Airfloa Rail Technology claims to have a strong work order book, valued at Rs 375.89 crore as of August 28, 2025.
The company holds IRIS certification (ISO/TS 22163:2017) for rail industry quality management systems, ISO 9001:2015 certification for design and manufacturing of railway and general applications, and AS9100D & BS EN ISO 9001:2015 for aerospace and defense manufacturing. The company is also an approved supplier for Indian Railways, Hindustan Aeronautics Limited (HAL), and the Defense Avionics Research Establishment (DARE), among others.
The company has reported a consistent increase in revenue from operations and profit after tax (PAT). Revenue from operations increased from Rs 95.17 crore (standalone) in FY23 to Rs 119.30 crore (standalone) in FY24 and Rs 192.39 crore (consolidated) in FY25. PAT increased from Rs 1.49 crore (standalone) in FY23 to Rs 14.23 crore (standalone) in FY24 and Rs 25.55 crore (consolidated) in FY25.
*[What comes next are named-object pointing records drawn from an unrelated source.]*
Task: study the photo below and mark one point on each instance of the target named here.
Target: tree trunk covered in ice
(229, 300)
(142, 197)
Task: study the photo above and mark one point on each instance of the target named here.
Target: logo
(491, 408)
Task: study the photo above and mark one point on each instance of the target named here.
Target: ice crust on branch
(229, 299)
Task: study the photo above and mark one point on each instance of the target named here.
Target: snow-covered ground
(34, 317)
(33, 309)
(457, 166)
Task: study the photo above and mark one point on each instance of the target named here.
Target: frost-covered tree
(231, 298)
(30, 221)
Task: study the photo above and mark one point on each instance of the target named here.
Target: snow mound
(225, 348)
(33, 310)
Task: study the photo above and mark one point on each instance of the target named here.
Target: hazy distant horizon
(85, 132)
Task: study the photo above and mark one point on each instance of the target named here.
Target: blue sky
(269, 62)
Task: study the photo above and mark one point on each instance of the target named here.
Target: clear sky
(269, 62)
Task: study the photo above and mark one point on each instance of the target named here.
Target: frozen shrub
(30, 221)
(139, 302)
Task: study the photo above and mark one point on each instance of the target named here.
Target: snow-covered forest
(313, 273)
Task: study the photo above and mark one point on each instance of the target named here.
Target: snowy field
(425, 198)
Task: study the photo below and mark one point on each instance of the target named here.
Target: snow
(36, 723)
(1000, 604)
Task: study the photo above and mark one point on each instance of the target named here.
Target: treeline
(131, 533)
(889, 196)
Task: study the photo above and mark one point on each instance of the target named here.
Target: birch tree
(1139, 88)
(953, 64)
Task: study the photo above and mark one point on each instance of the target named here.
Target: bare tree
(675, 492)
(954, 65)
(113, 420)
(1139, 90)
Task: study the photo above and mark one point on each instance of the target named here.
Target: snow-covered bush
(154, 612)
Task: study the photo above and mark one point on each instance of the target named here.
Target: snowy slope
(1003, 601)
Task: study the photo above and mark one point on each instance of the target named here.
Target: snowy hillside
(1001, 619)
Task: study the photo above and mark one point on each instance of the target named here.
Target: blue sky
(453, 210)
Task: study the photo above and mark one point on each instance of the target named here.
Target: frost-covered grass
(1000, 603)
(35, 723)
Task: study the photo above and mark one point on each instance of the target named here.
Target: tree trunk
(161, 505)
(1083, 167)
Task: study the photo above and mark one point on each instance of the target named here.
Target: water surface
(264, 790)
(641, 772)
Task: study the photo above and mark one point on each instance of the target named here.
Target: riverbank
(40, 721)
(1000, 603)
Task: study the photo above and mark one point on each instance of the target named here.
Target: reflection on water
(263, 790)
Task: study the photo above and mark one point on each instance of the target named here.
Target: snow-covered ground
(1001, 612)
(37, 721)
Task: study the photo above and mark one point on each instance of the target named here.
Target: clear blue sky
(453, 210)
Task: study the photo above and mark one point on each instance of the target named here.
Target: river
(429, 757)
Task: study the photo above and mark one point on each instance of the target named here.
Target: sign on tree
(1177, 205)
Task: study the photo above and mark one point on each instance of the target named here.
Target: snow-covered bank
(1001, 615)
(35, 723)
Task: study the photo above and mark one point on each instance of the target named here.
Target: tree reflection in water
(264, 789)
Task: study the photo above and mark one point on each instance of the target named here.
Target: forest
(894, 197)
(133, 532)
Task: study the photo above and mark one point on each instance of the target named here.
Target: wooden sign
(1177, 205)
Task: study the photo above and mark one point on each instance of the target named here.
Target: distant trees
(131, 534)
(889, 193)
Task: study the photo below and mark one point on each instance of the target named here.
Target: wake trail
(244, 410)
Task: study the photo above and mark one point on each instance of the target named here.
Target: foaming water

Airfloa Rail Technology's order book relies significantly on contracts from entities under Indian Railways, which are awarded through a competitive bidding process. They accounted for Rs 107.16 crore (55.70 percent) of the company’s total revenue in FY25, Rs 77.08 crore (64.61 percent) in FY24, and Rs 75.06 crore (78.87 percent) in FY23. Any adverse changes in the tendering process or failure to secure future contracts from Indian Railways could negatively impact the company's business growth, financial condition, and results of operations. The competitive nature of the bidding process, with potential entrants offering lower margins, further increases the uncertainty surrounding contract acquisition.
As of FY25, the company had trade receivables of Rs 127.60 crore, an increase from Rs 101.71 crore in FY24 and Rs 48.77 crore in FY23. Any failure to collect these receivables on time or at all could adversely affect the business and its financial condition.
The company recorded negative cash flow from operating activities amounting to Rs 4.45 crore (consolidated) in FY25. If cash outflows continue to exceed inflows in the future, the company may face liquidity challenges.
The top 10 customers accounted for Rs 178.01 crore (92.52 percent) of the company’s revenue in FY25, Rs 109.68 crore (91.93 percent) in FY24, and Rs 90.47 crore (95.07 percent) in FY23. Any failure to retain these key customers or a loss of business from them could adversely affect the company’s business and financial standing.
The company, its directors, and promoters are involved in certain ongoing tax proceedings. Any adverse judgments in any of these cases could be detrimental to the company’s business prospects.
The top 10 suppliers accounted for Rs 83.41 crore (64.37 percent) of the company’s total purchases in FY25, Rs 39.02 crore (64.86 percent) in FY24, and Rs 28.40 crore (50.90 percent) in FY23. Any disruption in supplies from one or more of these suppliers could adversely affect the company’s business and finances.
The company has recorded a high average employee attrition rate in recent years. It stood at 39.92 percent in FY25, 81.31 percent in FY24, and 54.12 percent in FY23. Sustained attrition at this scale could adversely affect operational efficiency and the company’s ability to execute its business strategy effectively.
Airfloa Rail Technology is completely reliant on third-party logistics service providers for the transport of input materials and finished products. Any disruption in their services or inability to secure alternative providers could significantly impact the company’s operations. Additionally, the company does not have contractual arrangements with these third-party providers, which exposes it to potential liability for negligence or accidents, which may result in financial losses or legal consequences.
As of FY25, the company had financial indebtedness of Rs 59.98 crore. Any failure to service or repay these loans can hurt the company’s operations and financial position.